Ben’s cheese of choice is always pepper jack, these days. He’ll settle for shredder (as he calls shredded cheddar), but his heart belongs to pepper jack. I love it too, so I don’t attempt to tamper with his cheese compass.
For weeks, Ben has been asking for “branding meat” for Ben’s Day Wednesday. As our house is rife with cattle rustlers, we were supplied with a mini branding iron a few years ago to keep the banditos at bay. Ben has learned to fine-tune his meal requests so he doesn’t end up with a branded bagel or eggplant or something. I knew he was driving hard for steak, but I offered hamburgers, since we had patties in the freezer that we could thaw. I sweetened the deal with pepper jack, and we were in business.
If you’re making cheeseburgers, you’ll need to make some bacon. As long as you’ve got bacon, you’d be a fool not to make loaded twice-baked potatoes to accompany your burgers, right? And if you’ve got bacon and pepper jack cheese floating about the kitchen, aren’t you kind of morally obligated to make stuffed jalapeños? Most of the time, I try hard to hold the health line, offsetting Ben’s choices with healthier ones the rest of the week, but if you’re going to do burgers, I say, do them right. Tomorrow is for caramelized cauliflower fettuccini. The day after is for salad and roasted veggie quesadillas. Today, we brand our burgers and eat them with bacon and pepper jack. In the interest of historical accuracy, it should be noted that we made and served green beans with the meal. Had they been languishing in the fridge for two weeks? Maybe. Were they such an afterthought that they didn’t make a single photo. Umm… yes?
Twice-Baked Loaded Potatoes
4-6 potatoes
Olive oil
1 cup pepper jack cheese, shredded
1/4 cup sour cream
4 scallions, white and light green parts minced
Salt and pepper to taste
Bacon crumbles
- Prick potatoes all over with a fork, rub with oil, wrap in foil, and bake until done. Ours took about 50 minutes at 400º. Slice potatoes in half lengthwise, scoop out potatoes, leaving skins intact.
- Place potato skins back in oven (optionally, brushed with oil, butter or bacon grease) for about 5 minutes.
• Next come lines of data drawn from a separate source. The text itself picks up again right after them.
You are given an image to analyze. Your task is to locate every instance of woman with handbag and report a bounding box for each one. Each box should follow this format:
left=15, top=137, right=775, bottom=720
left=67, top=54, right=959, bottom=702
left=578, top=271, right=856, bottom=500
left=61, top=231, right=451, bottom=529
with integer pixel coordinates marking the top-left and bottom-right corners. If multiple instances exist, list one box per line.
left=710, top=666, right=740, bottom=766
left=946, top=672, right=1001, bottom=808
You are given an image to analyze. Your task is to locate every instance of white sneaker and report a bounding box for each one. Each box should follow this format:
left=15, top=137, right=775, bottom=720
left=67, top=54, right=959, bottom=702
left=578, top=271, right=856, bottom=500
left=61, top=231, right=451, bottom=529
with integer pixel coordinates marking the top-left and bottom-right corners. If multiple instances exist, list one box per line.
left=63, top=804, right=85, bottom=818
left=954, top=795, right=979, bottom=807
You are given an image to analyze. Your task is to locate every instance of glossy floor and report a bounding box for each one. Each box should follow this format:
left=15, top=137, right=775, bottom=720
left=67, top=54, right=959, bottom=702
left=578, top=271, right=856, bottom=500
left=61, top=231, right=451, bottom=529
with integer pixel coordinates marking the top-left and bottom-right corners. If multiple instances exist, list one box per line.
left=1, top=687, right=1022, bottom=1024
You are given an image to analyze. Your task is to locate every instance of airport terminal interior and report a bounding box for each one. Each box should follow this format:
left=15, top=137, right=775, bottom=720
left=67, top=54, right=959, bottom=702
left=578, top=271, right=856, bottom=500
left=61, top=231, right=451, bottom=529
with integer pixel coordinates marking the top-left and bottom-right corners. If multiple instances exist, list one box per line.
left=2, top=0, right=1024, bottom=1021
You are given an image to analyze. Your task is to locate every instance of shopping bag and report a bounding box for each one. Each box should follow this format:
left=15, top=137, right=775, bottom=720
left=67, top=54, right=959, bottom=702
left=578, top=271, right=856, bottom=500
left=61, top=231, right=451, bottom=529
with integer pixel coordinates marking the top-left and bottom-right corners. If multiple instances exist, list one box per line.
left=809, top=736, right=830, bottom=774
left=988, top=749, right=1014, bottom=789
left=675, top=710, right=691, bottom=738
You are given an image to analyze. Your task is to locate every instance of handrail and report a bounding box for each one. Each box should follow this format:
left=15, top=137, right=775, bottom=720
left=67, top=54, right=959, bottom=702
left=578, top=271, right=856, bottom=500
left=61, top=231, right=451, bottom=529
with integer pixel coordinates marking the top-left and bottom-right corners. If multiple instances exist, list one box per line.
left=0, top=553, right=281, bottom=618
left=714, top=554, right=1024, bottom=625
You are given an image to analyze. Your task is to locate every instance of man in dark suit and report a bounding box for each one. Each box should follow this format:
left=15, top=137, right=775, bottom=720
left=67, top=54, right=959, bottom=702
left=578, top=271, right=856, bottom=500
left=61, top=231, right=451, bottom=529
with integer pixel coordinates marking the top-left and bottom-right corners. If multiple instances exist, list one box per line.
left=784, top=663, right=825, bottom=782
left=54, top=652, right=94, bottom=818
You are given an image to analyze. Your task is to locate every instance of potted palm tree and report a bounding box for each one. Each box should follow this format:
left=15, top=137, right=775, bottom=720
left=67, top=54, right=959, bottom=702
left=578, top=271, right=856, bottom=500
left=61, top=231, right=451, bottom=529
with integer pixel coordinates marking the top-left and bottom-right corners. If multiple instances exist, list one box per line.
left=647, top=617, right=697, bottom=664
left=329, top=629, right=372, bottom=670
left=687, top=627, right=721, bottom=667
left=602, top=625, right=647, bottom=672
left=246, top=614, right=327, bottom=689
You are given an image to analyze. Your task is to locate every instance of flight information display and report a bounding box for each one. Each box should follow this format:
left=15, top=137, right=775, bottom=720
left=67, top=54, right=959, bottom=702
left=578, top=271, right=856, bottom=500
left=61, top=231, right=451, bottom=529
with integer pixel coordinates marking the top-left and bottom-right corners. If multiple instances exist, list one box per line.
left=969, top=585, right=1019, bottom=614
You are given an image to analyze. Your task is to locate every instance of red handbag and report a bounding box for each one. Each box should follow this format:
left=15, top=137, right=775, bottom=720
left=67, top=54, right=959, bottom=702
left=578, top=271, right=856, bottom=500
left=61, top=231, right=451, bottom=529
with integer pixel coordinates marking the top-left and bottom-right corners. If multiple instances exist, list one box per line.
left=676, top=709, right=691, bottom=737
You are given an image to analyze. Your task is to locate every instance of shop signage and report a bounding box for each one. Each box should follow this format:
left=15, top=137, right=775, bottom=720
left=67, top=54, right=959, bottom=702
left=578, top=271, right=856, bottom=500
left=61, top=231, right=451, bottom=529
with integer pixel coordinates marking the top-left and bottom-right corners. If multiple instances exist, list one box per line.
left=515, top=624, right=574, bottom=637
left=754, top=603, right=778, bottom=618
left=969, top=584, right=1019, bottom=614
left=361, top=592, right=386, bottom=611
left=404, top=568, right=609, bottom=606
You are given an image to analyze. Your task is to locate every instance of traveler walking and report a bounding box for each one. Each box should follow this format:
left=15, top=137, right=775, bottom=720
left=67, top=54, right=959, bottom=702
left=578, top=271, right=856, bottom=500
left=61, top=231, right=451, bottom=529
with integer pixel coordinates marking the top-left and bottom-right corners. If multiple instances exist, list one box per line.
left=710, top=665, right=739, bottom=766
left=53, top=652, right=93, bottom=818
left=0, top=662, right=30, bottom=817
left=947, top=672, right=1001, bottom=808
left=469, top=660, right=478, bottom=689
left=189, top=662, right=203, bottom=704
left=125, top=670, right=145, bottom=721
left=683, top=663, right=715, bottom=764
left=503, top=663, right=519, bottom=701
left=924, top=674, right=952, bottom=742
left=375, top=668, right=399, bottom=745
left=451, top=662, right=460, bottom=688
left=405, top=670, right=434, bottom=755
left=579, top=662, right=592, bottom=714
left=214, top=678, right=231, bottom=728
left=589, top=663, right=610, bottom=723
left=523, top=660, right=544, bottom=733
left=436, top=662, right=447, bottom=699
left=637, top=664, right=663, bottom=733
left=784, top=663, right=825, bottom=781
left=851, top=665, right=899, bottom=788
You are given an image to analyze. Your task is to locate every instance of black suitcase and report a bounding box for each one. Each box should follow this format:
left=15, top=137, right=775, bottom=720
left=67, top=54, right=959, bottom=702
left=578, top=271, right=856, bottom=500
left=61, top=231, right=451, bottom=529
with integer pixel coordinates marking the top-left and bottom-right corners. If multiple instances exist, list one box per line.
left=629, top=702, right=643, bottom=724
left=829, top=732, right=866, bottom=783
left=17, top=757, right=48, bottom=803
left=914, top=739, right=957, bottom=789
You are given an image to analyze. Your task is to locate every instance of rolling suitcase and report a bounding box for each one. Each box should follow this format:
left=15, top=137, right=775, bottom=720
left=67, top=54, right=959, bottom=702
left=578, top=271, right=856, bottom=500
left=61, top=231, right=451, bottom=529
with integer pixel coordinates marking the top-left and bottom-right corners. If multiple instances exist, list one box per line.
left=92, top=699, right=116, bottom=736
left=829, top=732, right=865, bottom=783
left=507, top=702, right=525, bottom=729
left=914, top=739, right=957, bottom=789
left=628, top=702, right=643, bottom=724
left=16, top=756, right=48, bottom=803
- Meanwhile, mix scooped out part of potato with half of cheese, sour cream, scallions, salt and pepper. Put this filling into the potato skins, top with remaining cheese and bacon, and bake for 15 minutes or until cheese is melted.
Loaded Jalapeños
4 large jalapeños, stemmed and halved lengthwise, pith and seeds removed
1/4 cup whipped cream cheese
1/4 cup shredded pepper jack cheese
1 scallion white and pale green parts minced
Bacon crumbles
- Soften jalapeño halves by baking in 400º oven on a foil-lined baking sheet.
- Remove, and when cool enough to handle, spoon cream cheese into jalapeños, Top with pepper jack cheese, onions and bacon. Bake about 15 minutes.